De terechte vraagtekens die bij deze ontwikkeling kunnen worden gezet — en die met name door de Reformatoren zwaar zijn aangezet — hebben de figuur van de bisschop als mogelijke drager van een oecumenische episkopè geen goed gedaan. Maar zou het niet mogelijk zijn, b.v. met een beroep op de Hebreeënbrief, deze ontwikkeling te keren en de krachtige voordelen van enigerlei vorm van persoonlijke episkopè, zoals de Vroege Kerk die heeft ontwikkeld, weer tot gedeelde vreugde van alle kerken te laten worden?
Er groeit inderdaad een brede wetenschappelijke consensus over de grote lijnen van deze kerkontwikkeling in de Vroege Kerk, die een zaak van de plaatselijke kerken is geweest, in onderling gesprek met elkaar. Tot een direct mandaat van Jezus — een instelling ‘de jure divino‘ — kan men die ontwikkeling niet herleiden. Evenmin tot zoiets als een ‘apostolische kerkorde’ van de eerste generatie leerlingen, ook al mogen de Twaalf, de Zeven, de Drie zuilen van de Kerk, Paulus en zijn apostolische zendingsteam beschouwd worden als de unieke getuigen van Jezus als de
|40|
Christus. De vele verklaringen van het ontstaan van het kerkelijk ambt als fenomeen van institutionalisering van een oorspronkelijk charismatische beweging, als gevolg van profilering tegenover joodse of hellenistische bestuursvormen, bij wijze van directe ontlening aan de structuren van de Qumrangemeenschap of als alternatief voor de diadochè der gnostische leraren die in de 19e eeuw opgeld hebben gedaan en die tot op de huidige dag telkens weer de kop opsteken, getuigen nogal eens van confessionele of godsdienstwetenschappelijke vooroordelen, die geen stand houden tegenover een kritische lezing van de bron-teksten. Wie hier van ‘vroeg-katholicisme’ rept of van een langzaam verval van het charisma heeft zich uiteraard al meteen verraden.
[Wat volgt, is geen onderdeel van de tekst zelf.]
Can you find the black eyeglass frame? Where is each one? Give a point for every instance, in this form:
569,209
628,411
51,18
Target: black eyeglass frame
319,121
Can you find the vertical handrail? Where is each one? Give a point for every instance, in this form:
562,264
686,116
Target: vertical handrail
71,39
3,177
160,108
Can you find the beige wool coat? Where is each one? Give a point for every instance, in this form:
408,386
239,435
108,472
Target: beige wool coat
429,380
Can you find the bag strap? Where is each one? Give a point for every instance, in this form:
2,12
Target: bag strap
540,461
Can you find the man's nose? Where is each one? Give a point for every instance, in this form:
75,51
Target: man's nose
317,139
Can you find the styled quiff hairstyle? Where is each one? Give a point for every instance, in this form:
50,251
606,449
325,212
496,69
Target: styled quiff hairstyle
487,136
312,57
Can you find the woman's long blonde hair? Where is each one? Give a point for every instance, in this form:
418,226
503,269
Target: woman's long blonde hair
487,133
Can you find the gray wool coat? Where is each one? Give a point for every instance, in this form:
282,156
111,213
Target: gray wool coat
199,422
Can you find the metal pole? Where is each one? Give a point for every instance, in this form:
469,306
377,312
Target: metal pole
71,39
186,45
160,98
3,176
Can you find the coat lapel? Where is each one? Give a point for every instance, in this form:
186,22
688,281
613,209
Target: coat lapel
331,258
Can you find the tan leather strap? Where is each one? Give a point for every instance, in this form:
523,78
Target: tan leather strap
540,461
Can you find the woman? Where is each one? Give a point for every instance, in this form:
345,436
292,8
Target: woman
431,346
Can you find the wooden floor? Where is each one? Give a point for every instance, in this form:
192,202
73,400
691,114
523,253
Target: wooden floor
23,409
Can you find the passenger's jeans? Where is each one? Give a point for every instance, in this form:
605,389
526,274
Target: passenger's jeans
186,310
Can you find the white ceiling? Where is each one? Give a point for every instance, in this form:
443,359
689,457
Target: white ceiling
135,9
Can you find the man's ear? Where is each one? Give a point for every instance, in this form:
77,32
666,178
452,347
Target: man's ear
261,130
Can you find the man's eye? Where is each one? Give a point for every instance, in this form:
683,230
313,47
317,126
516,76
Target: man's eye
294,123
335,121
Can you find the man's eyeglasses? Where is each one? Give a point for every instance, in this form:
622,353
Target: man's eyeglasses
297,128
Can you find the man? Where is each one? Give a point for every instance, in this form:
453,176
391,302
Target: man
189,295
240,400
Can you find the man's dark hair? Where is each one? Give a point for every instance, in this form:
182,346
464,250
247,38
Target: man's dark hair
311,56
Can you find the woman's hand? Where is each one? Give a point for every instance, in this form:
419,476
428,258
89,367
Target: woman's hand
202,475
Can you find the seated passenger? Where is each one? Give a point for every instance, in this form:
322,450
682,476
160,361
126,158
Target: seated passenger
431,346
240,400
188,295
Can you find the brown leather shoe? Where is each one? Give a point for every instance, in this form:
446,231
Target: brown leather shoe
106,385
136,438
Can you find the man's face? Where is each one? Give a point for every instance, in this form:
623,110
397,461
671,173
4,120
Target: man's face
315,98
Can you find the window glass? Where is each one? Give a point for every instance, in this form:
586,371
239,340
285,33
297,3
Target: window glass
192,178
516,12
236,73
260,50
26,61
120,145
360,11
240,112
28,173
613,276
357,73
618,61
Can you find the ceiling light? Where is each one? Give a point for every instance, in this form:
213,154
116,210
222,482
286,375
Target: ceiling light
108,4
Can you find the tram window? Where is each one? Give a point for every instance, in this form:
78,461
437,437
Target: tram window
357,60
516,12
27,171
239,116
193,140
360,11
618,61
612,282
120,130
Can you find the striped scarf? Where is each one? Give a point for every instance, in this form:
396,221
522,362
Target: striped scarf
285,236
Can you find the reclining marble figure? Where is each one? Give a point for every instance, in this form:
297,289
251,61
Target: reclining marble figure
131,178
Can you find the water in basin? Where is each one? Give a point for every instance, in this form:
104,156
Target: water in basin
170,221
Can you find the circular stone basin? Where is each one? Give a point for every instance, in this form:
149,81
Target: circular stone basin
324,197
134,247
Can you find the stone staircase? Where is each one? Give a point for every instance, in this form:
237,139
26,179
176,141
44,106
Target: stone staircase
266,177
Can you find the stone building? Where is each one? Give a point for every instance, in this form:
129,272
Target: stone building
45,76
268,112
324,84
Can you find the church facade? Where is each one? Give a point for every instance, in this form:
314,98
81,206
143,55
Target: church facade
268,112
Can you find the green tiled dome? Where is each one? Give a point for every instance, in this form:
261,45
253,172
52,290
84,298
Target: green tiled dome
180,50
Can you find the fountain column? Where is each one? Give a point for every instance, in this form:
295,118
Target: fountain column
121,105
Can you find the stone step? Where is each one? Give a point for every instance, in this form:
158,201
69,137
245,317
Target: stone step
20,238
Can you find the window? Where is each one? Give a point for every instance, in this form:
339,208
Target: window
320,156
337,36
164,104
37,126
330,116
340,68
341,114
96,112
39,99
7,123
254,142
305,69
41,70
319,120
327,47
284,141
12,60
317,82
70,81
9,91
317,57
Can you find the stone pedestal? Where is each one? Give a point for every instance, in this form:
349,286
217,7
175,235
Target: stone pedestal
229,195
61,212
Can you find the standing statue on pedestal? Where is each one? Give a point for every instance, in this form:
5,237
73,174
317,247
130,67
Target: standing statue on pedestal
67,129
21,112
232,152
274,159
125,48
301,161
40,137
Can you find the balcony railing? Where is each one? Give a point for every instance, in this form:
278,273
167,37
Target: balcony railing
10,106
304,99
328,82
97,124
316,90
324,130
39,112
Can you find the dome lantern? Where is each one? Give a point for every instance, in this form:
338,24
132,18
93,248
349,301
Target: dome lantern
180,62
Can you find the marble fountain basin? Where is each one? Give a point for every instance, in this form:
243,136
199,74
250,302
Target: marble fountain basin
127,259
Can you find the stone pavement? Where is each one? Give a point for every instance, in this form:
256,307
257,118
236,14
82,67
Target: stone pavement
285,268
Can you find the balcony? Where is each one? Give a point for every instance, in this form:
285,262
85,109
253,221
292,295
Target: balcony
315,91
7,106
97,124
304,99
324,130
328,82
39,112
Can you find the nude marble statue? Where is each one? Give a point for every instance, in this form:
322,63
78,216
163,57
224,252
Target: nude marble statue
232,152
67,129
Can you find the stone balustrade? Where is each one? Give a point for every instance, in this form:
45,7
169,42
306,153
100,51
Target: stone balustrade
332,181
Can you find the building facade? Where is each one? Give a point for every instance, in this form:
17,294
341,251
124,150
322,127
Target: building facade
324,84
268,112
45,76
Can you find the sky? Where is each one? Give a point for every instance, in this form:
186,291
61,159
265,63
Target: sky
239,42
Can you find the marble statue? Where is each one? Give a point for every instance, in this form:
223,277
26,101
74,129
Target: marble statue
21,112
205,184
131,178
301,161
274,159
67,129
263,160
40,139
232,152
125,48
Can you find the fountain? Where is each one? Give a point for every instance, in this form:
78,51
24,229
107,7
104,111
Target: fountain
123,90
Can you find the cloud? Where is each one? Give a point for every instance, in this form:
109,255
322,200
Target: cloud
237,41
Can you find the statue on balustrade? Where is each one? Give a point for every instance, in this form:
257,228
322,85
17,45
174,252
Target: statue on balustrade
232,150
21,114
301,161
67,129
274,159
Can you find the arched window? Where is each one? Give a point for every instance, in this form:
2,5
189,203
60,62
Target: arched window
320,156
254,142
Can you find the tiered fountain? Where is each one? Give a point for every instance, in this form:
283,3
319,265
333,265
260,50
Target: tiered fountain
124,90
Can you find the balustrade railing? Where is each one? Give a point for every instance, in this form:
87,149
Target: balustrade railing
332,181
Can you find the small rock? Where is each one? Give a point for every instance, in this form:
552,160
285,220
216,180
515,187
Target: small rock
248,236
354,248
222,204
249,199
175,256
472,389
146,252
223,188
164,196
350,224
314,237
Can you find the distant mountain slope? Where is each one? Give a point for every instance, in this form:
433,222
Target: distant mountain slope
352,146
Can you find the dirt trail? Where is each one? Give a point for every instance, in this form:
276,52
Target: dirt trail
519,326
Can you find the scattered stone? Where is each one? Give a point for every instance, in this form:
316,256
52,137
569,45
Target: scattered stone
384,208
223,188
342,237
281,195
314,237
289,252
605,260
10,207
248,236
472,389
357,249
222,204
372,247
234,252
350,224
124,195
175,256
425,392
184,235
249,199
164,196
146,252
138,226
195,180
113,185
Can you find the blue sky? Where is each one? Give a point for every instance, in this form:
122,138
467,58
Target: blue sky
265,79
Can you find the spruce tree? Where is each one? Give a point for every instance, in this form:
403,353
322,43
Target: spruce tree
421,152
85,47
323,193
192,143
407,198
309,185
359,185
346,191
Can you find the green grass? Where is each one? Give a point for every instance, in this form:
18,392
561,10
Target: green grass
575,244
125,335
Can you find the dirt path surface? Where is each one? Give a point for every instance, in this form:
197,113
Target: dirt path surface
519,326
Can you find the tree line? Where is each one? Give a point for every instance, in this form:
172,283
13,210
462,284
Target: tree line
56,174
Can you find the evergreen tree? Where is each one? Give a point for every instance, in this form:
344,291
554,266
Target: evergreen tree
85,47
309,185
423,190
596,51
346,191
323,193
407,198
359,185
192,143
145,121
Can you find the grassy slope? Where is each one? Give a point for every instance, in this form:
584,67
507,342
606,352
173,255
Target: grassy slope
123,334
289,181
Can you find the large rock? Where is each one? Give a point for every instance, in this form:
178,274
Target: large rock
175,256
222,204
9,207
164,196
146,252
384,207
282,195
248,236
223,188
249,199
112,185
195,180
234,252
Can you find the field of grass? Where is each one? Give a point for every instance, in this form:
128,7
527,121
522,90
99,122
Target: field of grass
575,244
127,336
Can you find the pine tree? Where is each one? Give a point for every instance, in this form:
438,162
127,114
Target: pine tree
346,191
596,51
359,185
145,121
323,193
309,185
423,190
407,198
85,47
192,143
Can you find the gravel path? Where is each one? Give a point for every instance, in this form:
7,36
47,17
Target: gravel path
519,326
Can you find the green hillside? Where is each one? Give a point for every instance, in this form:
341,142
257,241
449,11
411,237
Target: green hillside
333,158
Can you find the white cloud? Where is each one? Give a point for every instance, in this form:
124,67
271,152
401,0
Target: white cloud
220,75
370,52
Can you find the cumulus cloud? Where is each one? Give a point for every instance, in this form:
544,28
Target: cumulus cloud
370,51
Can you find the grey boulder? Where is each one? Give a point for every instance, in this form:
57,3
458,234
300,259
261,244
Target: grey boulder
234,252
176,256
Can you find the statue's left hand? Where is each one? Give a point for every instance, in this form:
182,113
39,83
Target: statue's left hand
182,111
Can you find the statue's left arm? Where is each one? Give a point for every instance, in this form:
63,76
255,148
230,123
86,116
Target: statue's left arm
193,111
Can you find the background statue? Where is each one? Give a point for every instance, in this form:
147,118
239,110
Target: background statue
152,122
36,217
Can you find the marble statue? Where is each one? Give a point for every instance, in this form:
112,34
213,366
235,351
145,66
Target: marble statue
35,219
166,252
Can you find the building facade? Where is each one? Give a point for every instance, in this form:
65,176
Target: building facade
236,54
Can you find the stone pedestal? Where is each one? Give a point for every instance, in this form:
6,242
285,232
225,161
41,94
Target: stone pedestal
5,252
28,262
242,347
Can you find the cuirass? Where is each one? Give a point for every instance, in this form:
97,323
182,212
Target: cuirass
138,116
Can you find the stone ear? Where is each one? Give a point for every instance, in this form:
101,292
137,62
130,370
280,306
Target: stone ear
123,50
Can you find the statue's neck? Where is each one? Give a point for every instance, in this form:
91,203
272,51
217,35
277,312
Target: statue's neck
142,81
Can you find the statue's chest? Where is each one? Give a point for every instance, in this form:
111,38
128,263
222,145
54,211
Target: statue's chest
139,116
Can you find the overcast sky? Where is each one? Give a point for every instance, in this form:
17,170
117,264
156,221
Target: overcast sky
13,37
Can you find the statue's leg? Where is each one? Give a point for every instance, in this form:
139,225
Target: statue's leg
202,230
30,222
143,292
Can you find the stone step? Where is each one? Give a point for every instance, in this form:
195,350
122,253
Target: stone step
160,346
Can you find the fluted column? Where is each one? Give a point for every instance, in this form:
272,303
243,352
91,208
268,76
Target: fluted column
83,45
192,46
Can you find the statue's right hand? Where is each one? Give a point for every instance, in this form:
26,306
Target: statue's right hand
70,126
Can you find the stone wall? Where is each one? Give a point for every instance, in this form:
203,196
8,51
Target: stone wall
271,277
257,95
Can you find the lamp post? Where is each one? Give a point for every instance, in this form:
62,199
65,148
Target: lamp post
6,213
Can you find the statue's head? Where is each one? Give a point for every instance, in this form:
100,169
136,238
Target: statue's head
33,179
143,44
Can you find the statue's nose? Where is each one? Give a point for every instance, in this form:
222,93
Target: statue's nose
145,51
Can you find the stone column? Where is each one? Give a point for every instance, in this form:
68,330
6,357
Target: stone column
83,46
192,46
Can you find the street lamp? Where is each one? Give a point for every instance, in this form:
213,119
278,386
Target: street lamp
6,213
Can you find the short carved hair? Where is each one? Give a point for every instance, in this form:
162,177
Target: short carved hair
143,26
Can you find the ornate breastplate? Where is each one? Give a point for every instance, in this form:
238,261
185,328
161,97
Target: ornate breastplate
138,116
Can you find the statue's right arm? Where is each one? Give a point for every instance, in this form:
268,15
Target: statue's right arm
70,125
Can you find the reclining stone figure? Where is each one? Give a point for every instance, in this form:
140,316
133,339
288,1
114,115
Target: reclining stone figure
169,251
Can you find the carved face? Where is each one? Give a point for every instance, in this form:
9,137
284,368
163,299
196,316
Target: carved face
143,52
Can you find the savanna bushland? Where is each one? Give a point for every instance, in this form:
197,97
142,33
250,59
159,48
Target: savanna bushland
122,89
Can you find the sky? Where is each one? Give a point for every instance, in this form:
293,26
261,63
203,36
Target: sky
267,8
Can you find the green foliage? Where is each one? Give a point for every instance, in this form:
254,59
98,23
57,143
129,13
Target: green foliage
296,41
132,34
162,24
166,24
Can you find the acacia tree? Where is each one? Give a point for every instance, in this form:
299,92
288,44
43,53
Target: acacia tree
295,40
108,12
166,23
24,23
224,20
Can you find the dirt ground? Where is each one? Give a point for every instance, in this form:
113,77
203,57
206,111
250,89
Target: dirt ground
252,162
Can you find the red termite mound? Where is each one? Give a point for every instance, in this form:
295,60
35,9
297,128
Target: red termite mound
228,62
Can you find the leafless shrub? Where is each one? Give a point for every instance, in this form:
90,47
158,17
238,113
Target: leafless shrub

Wie het historisch episcopaat, begrepen als eenhoofdig leiderschap van het presbyterium rechtstreeks terugvoert op een apostolische ambtsoverdracht en de kern van de apostolische successie zoekt in een instelling ‘de jure divino’, d.w.z. een door Jezus zelf geregelde representatie, leest ontwikkelingen van veel later datum terug in een periode, die een veelvoud van organisatievormen kende.
De overwoekering van het kerkelijk ambt door sacerdotale metaforiek is reeds door de Reformatie met een beroep op het priesterschap van alle gedoopten als klerikalisme van de hand gewezen. Vaticanum II heeft op dit punt reeds krachtige correcties aangebracht, maar deze zijn nog zeker onvoldoende doorgedrongen in de hele kerk en ze hebben niet geleid tot de radicale veranderingen die ermee gepaard zouden moeten gaan. De dialoog met Israël, die sindsdien geleidelijke aan op gang is gebracht, levert argumenten temeer op om de resten van ‘substitutietheologie’ die erin besloten liggen, voorgoed op te ruimen en de brief aan de Hebreeën eindelijk onbevangen te lezen.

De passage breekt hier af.